Based on national surveys, it is estimated that 11.8 million women have been raped sometime in their lives. Of those women, about 3.9 million suffer from what is known as post-traumatic stress disorder, a debilitating and often long-lasting psychiatric problem traditionally associated with combat veterans.

Among the classic symptoms, mental health workers say, are flashbacks, guilt, nightmares, a numbed attitude, insomnia and pronounced "startle" responses to sudden movements or loud noises.

Other side effects commonly experienced by rape victims include depression, avoidance of sex and generalized fear and anxiety that result in physical reactions, such as elevated heart rate and rapid breathing.

Dean G. Kilpatrick, director of the Crime Victims Research and Treatment Center at the Medical University of South Carolina, studied 101 rape victims in a sample in Charleston, S.C. Kilpatrick found that neither the relationship with the perpetrator nor the circumstances of the attack affected the degree of subsequent trauma.

"Women raped by strangers, by their husbands or boyfriends or by former boyfriends viewed their rapes equally as violent," Kilpatrick said. "The victims were equally likely to have feared serious injury or think they might die" during the rape.

"There's an abundance of evidence that rape causes very serious mental health effects on women," he said. That trauma, he said, can last a lifetime.

Sexual abuse, particularly incest, is strongly correlated with eating disorders, alcohol and drug use and depression, according to mental health workers.

Patricia Resick, a professor of clinical psychology at the University of Missouri-St. Louis who heads the school's rape trauma team, said that a variety of long-term studies have shown that as many as half of rape victims never fully recover and suffer lifelong chronic depression or post-traumatic stress disorder.

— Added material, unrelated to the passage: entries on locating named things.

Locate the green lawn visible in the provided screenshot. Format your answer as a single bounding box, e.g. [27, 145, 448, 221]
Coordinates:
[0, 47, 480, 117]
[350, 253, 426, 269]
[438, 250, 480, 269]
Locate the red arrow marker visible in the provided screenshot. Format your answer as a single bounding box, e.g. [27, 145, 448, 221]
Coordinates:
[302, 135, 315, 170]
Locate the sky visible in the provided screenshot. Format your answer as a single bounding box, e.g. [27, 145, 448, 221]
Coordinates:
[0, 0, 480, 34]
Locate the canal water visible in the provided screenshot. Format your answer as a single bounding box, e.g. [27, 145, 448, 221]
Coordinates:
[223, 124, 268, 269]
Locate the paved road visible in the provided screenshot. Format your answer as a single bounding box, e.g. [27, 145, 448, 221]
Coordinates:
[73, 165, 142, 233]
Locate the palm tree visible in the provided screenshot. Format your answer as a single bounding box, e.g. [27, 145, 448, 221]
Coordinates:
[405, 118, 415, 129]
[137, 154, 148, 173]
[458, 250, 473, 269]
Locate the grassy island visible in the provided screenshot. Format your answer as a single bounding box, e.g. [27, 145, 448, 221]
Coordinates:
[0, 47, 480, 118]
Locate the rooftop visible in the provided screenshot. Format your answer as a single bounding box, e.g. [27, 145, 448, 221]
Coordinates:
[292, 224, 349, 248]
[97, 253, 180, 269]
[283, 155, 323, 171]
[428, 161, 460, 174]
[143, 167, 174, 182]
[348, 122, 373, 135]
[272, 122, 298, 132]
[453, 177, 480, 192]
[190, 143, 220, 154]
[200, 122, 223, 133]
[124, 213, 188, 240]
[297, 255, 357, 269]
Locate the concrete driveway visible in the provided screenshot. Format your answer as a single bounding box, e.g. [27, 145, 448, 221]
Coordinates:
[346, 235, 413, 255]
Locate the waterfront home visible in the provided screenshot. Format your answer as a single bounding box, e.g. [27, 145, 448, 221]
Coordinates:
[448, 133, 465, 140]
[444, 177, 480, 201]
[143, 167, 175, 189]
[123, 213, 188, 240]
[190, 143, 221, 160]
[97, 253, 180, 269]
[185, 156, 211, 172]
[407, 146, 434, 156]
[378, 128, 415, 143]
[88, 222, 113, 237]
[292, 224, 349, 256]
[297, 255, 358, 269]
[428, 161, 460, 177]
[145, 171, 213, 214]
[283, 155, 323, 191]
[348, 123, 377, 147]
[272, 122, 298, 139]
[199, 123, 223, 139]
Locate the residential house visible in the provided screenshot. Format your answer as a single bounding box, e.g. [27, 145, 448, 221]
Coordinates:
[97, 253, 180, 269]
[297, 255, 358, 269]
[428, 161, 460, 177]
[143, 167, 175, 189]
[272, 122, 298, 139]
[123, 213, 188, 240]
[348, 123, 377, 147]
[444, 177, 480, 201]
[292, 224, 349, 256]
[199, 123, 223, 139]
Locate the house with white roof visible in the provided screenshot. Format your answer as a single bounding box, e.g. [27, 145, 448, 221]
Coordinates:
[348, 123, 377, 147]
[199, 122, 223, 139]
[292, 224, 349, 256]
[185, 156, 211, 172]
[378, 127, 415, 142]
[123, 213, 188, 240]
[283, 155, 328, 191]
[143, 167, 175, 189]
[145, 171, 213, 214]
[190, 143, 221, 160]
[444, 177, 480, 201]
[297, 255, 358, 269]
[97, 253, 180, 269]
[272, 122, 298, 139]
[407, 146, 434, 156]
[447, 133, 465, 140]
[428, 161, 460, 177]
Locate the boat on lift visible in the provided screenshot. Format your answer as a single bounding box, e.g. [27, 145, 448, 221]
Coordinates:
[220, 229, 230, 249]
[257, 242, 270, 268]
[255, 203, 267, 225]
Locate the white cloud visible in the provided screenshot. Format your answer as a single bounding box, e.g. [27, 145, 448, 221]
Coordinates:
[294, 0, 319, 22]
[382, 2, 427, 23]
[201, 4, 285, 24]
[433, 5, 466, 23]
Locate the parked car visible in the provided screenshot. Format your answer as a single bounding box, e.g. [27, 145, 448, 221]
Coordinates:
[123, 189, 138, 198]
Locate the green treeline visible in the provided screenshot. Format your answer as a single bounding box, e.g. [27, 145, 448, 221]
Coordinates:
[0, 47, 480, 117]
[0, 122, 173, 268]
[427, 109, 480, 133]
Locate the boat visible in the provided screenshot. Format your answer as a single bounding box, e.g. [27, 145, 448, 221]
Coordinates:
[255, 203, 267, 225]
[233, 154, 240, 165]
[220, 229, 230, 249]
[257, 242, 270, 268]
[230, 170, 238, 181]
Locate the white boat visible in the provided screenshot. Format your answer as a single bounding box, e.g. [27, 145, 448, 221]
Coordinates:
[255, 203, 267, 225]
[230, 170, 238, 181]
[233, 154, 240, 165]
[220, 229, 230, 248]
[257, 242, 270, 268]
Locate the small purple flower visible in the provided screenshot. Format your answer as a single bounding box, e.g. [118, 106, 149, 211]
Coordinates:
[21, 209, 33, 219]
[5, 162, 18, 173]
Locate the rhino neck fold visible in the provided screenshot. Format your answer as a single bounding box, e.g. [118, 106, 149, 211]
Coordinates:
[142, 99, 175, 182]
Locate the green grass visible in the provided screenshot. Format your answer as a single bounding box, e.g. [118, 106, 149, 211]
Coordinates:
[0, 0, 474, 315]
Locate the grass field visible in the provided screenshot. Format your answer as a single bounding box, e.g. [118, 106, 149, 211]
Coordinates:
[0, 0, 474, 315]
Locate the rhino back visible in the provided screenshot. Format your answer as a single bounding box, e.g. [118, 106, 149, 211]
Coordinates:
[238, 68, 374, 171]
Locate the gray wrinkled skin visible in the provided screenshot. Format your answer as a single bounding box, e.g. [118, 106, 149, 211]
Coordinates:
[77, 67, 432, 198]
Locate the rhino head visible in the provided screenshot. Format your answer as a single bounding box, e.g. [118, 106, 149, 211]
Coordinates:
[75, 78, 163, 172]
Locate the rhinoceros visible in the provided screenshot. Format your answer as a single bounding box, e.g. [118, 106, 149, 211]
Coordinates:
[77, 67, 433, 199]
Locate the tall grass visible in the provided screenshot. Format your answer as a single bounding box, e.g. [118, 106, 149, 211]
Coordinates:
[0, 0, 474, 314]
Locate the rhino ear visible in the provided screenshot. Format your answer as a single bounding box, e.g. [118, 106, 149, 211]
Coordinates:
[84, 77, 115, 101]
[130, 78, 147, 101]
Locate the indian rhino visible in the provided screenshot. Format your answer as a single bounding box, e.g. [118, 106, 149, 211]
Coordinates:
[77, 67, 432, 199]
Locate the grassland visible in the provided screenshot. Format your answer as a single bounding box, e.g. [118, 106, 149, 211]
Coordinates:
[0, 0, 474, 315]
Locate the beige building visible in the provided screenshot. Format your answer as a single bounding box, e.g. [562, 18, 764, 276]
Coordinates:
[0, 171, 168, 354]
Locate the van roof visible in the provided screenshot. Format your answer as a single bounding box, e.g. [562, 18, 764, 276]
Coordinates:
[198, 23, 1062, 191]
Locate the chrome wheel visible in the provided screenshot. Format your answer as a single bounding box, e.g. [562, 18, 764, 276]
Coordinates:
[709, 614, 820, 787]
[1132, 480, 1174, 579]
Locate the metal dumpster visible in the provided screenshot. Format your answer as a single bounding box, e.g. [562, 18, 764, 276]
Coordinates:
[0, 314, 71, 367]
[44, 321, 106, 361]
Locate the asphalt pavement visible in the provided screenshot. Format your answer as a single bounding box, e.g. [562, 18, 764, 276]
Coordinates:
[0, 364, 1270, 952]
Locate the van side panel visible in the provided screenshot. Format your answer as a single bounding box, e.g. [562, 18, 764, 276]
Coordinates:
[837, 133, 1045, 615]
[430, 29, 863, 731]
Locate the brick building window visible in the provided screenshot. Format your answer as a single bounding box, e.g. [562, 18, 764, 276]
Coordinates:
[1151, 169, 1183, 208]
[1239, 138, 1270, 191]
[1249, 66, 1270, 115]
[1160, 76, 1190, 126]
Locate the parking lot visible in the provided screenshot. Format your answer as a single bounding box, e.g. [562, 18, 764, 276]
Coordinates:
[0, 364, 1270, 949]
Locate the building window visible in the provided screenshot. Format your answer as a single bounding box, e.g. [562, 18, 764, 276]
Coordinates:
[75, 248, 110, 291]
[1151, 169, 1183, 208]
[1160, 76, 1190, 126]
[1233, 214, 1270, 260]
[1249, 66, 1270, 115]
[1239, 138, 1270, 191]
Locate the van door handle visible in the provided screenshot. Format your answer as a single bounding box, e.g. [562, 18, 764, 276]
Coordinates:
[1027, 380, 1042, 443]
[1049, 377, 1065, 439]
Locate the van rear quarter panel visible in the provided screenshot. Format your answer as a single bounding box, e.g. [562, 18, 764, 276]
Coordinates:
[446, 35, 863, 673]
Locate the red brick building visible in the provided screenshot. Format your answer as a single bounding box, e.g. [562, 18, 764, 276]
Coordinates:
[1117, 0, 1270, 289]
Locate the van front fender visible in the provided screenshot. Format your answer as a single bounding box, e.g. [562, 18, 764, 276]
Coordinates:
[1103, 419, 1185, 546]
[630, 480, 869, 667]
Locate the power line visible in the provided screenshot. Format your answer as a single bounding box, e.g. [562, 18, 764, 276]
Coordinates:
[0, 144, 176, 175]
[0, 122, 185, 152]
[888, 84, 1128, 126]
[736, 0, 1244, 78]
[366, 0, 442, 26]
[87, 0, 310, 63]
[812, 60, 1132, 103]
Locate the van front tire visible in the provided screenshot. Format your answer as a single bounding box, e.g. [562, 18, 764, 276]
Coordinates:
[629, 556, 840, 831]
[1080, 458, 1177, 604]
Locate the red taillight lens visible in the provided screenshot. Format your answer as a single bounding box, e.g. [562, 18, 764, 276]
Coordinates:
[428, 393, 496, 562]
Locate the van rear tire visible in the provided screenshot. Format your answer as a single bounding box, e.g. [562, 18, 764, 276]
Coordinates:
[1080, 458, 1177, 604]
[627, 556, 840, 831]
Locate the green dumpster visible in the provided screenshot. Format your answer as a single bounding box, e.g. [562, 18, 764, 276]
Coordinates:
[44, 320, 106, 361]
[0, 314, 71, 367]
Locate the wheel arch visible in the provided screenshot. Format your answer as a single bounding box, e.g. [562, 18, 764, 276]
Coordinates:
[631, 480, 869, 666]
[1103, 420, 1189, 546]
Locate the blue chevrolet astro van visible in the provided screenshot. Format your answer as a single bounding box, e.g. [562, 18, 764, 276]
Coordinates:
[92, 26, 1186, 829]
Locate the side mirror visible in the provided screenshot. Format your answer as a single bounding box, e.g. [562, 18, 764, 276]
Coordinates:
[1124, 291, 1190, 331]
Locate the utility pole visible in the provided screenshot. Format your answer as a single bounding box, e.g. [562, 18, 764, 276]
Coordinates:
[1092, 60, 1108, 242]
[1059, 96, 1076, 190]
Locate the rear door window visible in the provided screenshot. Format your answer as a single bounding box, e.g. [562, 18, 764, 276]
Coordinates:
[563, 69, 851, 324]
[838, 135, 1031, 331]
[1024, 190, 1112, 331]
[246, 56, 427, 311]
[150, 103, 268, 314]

"We have women here who are just now dealing with the fact they were raped 30 or 40 years ago," she said. "Because it was an act of sex, they felt shame and guilt and never dealt with it." Studies have shown about 75 to 80 percent of women blame themselves for the rape. The average rape victim, Resick said, does not seek help until five years after the attack.

The majority of victims, Kilpatrick said, do not report rape or seek help afterward. "They don't realize how many people are out there with the same problem. And they blame themselves as a way to gain control over the situation.

"It's a very chilling prospect to think: maybe I didn't have control, and maybe it could happen again," he said. "But women have to remember that no matter what they do, that doesn't give somebody the right to rape them."